To directly indicate the TMS disruption over the semantic congruency effect (RTsemanticallyincongruent – RTsemanticallycongruent), a one-sample t test with FDR correction was conducted over the five TWs. The results showed no significant TMS disruptions of the semantic congruency effect during the stimulation of either the pMTG [TW1: (t(17) = 0.805, FDR-corrected p = 0.216, Cohen’s d = 0.190), TW2: (t(17) = 0.963, FDR-corrected p = 0.174, Cohen’s d = 0.227), TW3: (t(17) = 0.077, FDR-corrected p = 0.470, Cohen’s d = 0.018), TW6: (t(17) = 1.041, FDR-corrected p = 0.156, Cohen’s d = 0.245), and TW7: (t(17) = 0.671, FDR-corrected p = 0.256, Cohen’s d = 0.158)] or the IFG [TW1: (t(17) = 0.572, FDR-corrected p = 0.288, Cohen’s d = 0.135), TW2: (t(17) = 0.208, FDR-corrected p = 0.419, Cohen’s d = 0.049), TW3: (t(17) = 0.069, FDR-corrected p = 0.473, Cohen’s d = 0.016), TW6: (t(17) = 1.368, FDR-corrected p = 0.095, Cohen’s d = 0.322), and TW7: (t(17) = 0.315, FDR-corrected p = 0.378, Cohen’s d = 0.074)] (Figure 3A).
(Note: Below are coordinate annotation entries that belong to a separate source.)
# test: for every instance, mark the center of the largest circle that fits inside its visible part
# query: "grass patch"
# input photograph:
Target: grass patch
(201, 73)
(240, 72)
Figure 3. TMS effects of the pMTG (pMTG-TMS minus vertex-TMS, blue) and IFG (IFG-TMS minus vertex-TMS, gray) on the semantic congruency effect [RT difference between semantically incongruent and semantically congruent pairs (A)] and the gender congruency effect [RT difference between gender incongruent and gender congruent pairs (B)].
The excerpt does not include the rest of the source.